Высокая кровь | страница 16



Но однажды на мгновение все смолкло — трибуны, громкоговорители, даже сама земля. Перед финишем Рапид в неуловимо плавном движении оторвался от Фантома, и несся за его длинным телом, за хвостом белый призрачный след.

На первой этой барьерной скачке Рапид, будто решив, что хватит уступать Фантому, легко ушел от него на пять-шесть корпусов.

Люди решили иначе: была случайность.



Рапид уже значился в списке молодняка для продажи с аукциона.

И был день, была выводка перед аукционом. В комиссии двое новеньких: глава комиссии, тонкий, сухощавый старик с усами и осанкой кавалериста, со взглядом служителя ломбарда; второй — жокей Филипп Толкунов.

Комиссия, сначала полуразбросанная, говорившая вполголоса, постепенно собралась, выжидательно, грустно смолкла — не на празднике… Молодняк был на подбор — кони чистых кровей, классные. Одного за другим выводили под уздцы. Вороные, золотисто-гнедые, пегие, караковые, начищенные до блеска жеребцы и кобылы, будто чуя неладное, пугались, напружинивались. Заслышав имена — свои, родительские, громко произносимые распорядителями выводки, — замирали, навострив уши, ждали, что будет дальше.

Но пока ничего особенного не было.

Приезжий старик говорил что-то негромко, вроде даже не смотрел на очередного коня. Но все знали: он схватывает каждую линию, постав каждой ноги, а последним скользящим взглядом — весь экстерьер. Он советовался, не нуждаясь в советах, с хозяевами; эти знали, чье потомство отдают и почему, старик же полагался на свой опыт и глаз.

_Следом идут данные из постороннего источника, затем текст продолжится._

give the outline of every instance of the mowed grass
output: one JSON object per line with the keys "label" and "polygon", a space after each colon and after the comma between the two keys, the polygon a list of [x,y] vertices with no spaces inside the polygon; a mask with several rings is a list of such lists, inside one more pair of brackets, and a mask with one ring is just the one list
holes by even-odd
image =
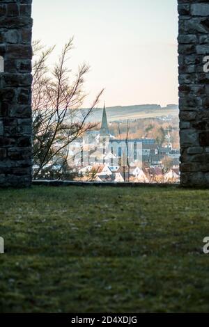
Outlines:
{"label": "mowed grass", "polygon": [[209,191],[0,191],[1,312],[209,312]]}

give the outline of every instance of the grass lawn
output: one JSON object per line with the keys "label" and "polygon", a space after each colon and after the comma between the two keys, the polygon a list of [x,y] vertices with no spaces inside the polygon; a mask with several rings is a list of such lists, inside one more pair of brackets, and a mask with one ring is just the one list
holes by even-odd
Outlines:
{"label": "grass lawn", "polygon": [[0,191],[1,312],[209,312],[209,191]]}

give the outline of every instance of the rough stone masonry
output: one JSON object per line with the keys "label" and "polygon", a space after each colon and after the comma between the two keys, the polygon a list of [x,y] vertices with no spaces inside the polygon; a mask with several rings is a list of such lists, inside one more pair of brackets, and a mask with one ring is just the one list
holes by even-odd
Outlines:
{"label": "rough stone masonry", "polygon": [[183,186],[209,186],[209,1],[178,0],[180,172]]}
{"label": "rough stone masonry", "polygon": [[31,1],[0,1],[1,186],[31,183]]}
{"label": "rough stone masonry", "polygon": [[[208,186],[209,1],[178,0],[178,13],[181,184]],[[0,186],[31,183],[31,0],[0,1]]]}

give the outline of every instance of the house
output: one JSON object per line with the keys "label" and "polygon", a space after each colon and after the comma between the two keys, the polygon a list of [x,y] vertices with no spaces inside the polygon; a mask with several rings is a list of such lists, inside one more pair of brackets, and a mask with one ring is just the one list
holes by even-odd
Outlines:
{"label": "house", "polygon": [[178,168],[171,168],[164,175],[166,182],[180,182],[180,172]]}
{"label": "house", "polygon": [[150,167],[146,168],[146,176],[150,183],[161,182],[163,180],[162,169],[159,167]]}
{"label": "house", "polygon": [[110,176],[112,172],[107,165],[95,165],[93,166],[92,169],[97,172],[97,176]]}
{"label": "house", "polygon": [[86,167],[83,167],[82,168],[79,169],[78,171],[79,175],[86,175],[86,173],[89,173],[92,169],[91,166],[86,166]]}
{"label": "house", "polygon": [[[130,171],[132,170],[130,170]],[[145,169],[136,167],[132,171],[131,175],[133,175],[134,177],[134,182],[139,183],[148,182],[148,178],[147,177],[147,173]]]}

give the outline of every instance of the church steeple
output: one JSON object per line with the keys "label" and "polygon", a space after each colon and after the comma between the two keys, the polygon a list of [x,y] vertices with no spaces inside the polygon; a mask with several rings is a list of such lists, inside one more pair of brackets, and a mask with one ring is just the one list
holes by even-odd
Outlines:
{"label": "church steeple", "polygon": [[102,126],[101,126],[101,129],[100,129],[100,136],[109,136],[109,131],[108,128],[104,103],[104,109],[103,109],[103,113],[102,113]]}

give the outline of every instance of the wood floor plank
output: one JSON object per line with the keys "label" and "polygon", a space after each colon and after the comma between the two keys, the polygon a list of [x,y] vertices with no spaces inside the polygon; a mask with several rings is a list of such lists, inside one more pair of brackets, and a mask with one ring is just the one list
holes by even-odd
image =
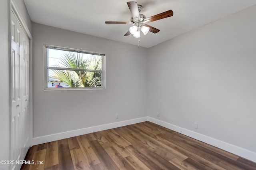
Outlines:
{"label": "wood floor plank", "polygon": [[104,167],[107,170],[119,169],[98,140],[90,141],[90,144]]}
{"label": "wood floor plank", "polygon": [[44,170],[62,170],[59,167],[59,164],[54,165],[53,166],[49,166],[48,167],[44,168]]}
{"label": "wood floor plank", "polygon": [[112,160],[120,170],[134,170],[126,159],[125,159],[113,147],[104,148]]}
{"label": "wood floor plank", "polygon": [[108,135],[110,137],[114,142],[118,145],[121,145],[123,147],[132,144],[122,136],[118,134],[113,129],[105,130]]}
{"label": "wood floor plank", "polygon": [[76,137],[84,158],[90,167],[100,163],[85,136]]}
{"label": "wood floor plank", "polygon": [[189,136],[181,134],[180,133],[178,133],[178,132],[173,132],[173,133],[174,134],[176,134],[177,135],[179,135],[180,136],[181,136],[182,138],[185,140],[190,141],[193,141],[194,143],[198,144],[199,145],[201,146],[204,147],[206,149],[211,150],[213,152],[215,152],[216,153],[219,153],[220,154],[221,154],[222,155],[224,156],[230,158],[234,160],[236,160],[239,158],[239,156],[237,155],[232,154],[230,152],[229,152],[224,150],[222,150],[222,149],[220,149],[219,148],[217,148],[212,145],[210,145],[204,142],[197,140],[196,139],[190,138]]}
{"label": "wood floor plank", "polygon": [[149,122],[36,145],[25,160],[36,164],[21,170],[256,170],[256,162]]}
{"label": "wood floor plank", "polygon": [[145,165],[142,162],[134,155],[127,156],[125,158],[132,166],[136,170],[150,170],[150,169]]}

Вывели Рапида. Старик по-прежнему, как бы невзначай прищурился на него, сказал что-то. Потом медленно, будто пробуждаясь от тяжелого сна, выпрямил спину, долго смотрел на коня. Холодная, чуточку напускная отчужденность сошла с его лица, оно стало ясным, как если бы от коня легла на него яркая трепетная полоска света. Старик оглядел стоявших рядом. Глаза его остановились на Толкунове. Надо быть самому хоть немного лошадью, чтобы так понимать ее, как понял Рапида старик.



Толкунов был сродни ему: до него тоже дошел загадочно манящий вызов коня, обжег сердце невидимым пламенем.

Всех охватило беспокойство — казалось, белый жеребец знает о глядящих на него людях такое, чего бы они не хотели услышать. Взгляд умен, затаенно дерзок, даже насмешлив. Под тонкой, в яблоках шерстью угадывалась знойная сила, горячий свет струился по гладкому крупу, упругой спине, длинной шее, голубовато плескался в черных шарах глаз. Конь замер, как на картинке, но даже в этой обманчивой покорности чувствовалось ожидание полета.